While curiosity killed the cat, curiosity fuels academia. Academia is an incredible profession where amongst the administration, the student complaints, the tedious grant writing, and the journal rejections, you get to investigate, get to experiment, get to learn, you get to teach, and you get to be curious. Actually you need to be curious. This is what drove me towards academia- getting to find out stuff. How privileged I am. It is easy to lose sight of that in academia, because it is not the only part of our job, and because many of the people who go into academia are ‘perfectionists’. High achievers in school, high achievers in university. People who seek perfection. The more I learn about academia, the more I think this quest for perfectionism is a detriment to curiosity, to the very thing that forms the foundation of academia.

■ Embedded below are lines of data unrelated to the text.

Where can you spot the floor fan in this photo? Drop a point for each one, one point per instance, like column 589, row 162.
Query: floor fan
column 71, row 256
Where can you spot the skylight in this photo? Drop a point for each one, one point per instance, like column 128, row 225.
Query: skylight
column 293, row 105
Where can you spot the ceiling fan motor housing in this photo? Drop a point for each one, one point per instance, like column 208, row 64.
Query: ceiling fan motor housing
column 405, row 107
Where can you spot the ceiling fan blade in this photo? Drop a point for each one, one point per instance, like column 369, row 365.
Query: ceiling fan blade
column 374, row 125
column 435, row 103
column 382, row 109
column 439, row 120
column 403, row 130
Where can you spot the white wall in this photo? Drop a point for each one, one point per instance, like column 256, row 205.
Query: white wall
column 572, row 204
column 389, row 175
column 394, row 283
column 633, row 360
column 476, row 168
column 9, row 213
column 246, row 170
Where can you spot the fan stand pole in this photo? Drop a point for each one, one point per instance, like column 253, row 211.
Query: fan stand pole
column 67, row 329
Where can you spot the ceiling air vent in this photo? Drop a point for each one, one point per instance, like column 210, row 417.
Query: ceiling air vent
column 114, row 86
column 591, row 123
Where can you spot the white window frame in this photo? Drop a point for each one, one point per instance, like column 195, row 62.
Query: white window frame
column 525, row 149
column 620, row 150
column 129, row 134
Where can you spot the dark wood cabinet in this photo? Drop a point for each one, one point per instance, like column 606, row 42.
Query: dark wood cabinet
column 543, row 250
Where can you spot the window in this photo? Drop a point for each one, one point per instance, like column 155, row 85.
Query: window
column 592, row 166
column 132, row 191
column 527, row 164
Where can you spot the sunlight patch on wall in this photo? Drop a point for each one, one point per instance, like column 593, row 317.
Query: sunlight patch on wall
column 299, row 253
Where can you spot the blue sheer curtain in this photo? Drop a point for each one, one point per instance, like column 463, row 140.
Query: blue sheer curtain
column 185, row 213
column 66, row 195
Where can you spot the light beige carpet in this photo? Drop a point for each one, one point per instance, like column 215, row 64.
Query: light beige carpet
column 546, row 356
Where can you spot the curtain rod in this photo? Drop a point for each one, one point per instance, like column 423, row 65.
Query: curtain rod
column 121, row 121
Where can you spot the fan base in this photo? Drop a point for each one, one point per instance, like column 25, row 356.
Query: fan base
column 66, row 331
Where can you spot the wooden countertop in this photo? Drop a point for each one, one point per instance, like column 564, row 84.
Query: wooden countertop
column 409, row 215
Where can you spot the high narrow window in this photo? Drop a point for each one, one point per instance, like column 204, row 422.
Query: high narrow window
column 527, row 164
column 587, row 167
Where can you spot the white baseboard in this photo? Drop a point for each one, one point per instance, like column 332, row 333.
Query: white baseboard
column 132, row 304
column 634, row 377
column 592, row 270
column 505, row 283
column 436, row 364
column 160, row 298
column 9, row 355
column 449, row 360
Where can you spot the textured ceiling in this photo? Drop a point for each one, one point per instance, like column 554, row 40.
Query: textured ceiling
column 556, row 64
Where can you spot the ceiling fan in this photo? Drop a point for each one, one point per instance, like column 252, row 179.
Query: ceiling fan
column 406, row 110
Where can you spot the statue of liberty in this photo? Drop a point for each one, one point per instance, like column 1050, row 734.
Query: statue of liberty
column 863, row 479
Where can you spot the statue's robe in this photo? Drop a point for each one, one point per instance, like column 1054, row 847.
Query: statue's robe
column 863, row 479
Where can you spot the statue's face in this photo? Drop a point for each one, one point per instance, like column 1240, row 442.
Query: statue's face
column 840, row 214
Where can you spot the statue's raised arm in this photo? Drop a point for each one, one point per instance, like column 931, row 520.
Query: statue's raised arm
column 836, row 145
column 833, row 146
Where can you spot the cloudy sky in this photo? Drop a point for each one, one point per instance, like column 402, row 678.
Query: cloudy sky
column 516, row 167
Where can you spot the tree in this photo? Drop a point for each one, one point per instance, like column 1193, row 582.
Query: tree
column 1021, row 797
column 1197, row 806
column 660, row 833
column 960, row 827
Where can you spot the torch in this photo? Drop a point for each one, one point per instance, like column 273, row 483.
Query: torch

Now, don’t get me wrong, discipline is important. As academics we should continuously be improving our writing, our grammar, our editing skills, our statistical techniques, our lab based experiments. We should strive to make our courses for our students the best they can be. Strive to teach the students we supervise discipline. However, this should never be to the detriment of curiosity- academia would not be academia without taking risks on a new technique that you don’t know everything about. Without developing new scales that may not have appropriate validity. Without trial and error. Without rejection.
I always tell myself, I am not perfect, and of course I shouldn’t be- I am an early career academic. If I am perfect there is something wrong with academia. I then also tell myself, the expert in the field- the very pinnacle, the person you aspire to be, is not perfect. If they are perfect there is something wrong with academia.